As in this configuration, the glass 52 and the ink 1
In the method of ejecting ink droplets in a direction substantially parallel to the interface with the substrate 2, the ejection holes 61 do not need to be formed in the substrate 62, and the ejection holes 61 can be formed only by bonding the substrate 62, the glass 52, and the substrate 31. This has the effect of facilitating manufacture.

In this embodiment, the laser light sources 63 arranged in an array are used instead of the drivable laser light sources 16 in the second embodiment, and the light sources at positions corresponding to the ejection holes 61 for ejecting the ink 12 are used. Is irradiated with a laser beam 18.

[0038]

As described above, according to the present invention,
The laser beam is incident on the interface between the total reflection prism and the ink at an incident angle that is smaller than the total reflection angle when the ink is in the liquid phase and greater than or equal to the total reflection angle when the ink is in the gas phase, and heats the ink. The present invention provides a light-foaming type ink jet recording head that can foam ink without causing fluctuations in the ink ejection amount even when the foaming timing, the pulse width of the laser pulse, and the laser intensity fluctuate. can do.

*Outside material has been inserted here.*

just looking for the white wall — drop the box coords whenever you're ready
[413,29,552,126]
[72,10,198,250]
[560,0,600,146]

[Brief description of the drawings]

FIG. 1 is a schematic diagram of an inkjet recording head according to a first embodiment.

FIG. 2 is a cross-sectional view of a portion near a total reflection prism 14 according to the first embodiment.

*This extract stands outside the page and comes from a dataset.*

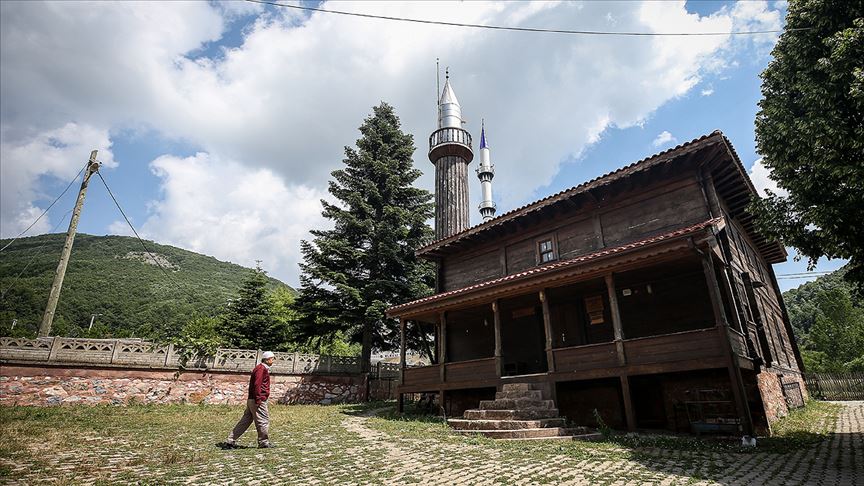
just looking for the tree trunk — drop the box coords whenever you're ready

FIG. 3 is a schematic diagram of an inkjet recording head according to a second embodiment.

FIG. 4 is a schematic view of an inkjet recording head according to a third embodiment.

[Explanation of symbols]

 DESCRIPTION OF SYMBOLS 10 Liquid path 11 Liquid chamber 12 Ink 13 Prism fixing member 14 Total reflection prism 16 Laser light source 17 Lens and polarizing plate 18 Laser light 19, 20, 21, 31, 32, 62 Substrate 22, 61 Discharge hole 24 Bubbles 25 Ink droplet 27 Ink holding means 51 Coupling layer 52, 53 Glass 63 Array laser light source

Claims (6)

[Claims] An ink jet recording head for ejecting ink in an ink holding means from an ejection hole, a laser light source for irradiating a laser beam of TM (Transverse Magnetic) mode for heating the ink, and Having a total reflection prism that totally reflects at the interface of the laser beam, the incident angle of the laser beam to the interface between the total reflection prism and the ink is smaller than the total reflection angle when the ink is in a liquid phase, and An ink jet recording head having a total reflection angle or more when the ink is in a gaseous phase. 2. The method according to claim 1, wherein an incident angle of the laser beam on an interface between the total reflection prism and the ink is equal to or larger than arcsin (1.00 / n _p ) and smaller than arcsin (1.33 / n _p ). Inkjet recording head. 3. The ink jet recording head according to claim 1, wherein the ejection hole is formed in a direction substantially perpendicular to an interface between the total reflection prism and the ink. 4. The liquid holding means has a liquid passage communicating with the ejection hole, and a total reflection prism is disposed on one surface of the liquid passage, and the ejection hole is provided between the total reflection prism and the ink. 2. A hole is formed in a direction substantially parallel to the interface of
Or the inkjet recording head according to any one of 2. 5. The ink jet recording head according to claim 1, wherein the total reflection prism has a structure in which two or more types of glass are combined by a transparent or translucent liquid or solid layer. 6. An ink jet recording method, comprising: irradiating a TM mode laser beam to ink through a total reflection prism to heat, foam, and discharge the ink. The angle of incidence of the laser beam on the interface with the ink is smaller than the total reflection angle when the ink is in a liquid phase, and is equal to or greater than the total reflection angle when the ink is in a gas phase. Inkjet recording method.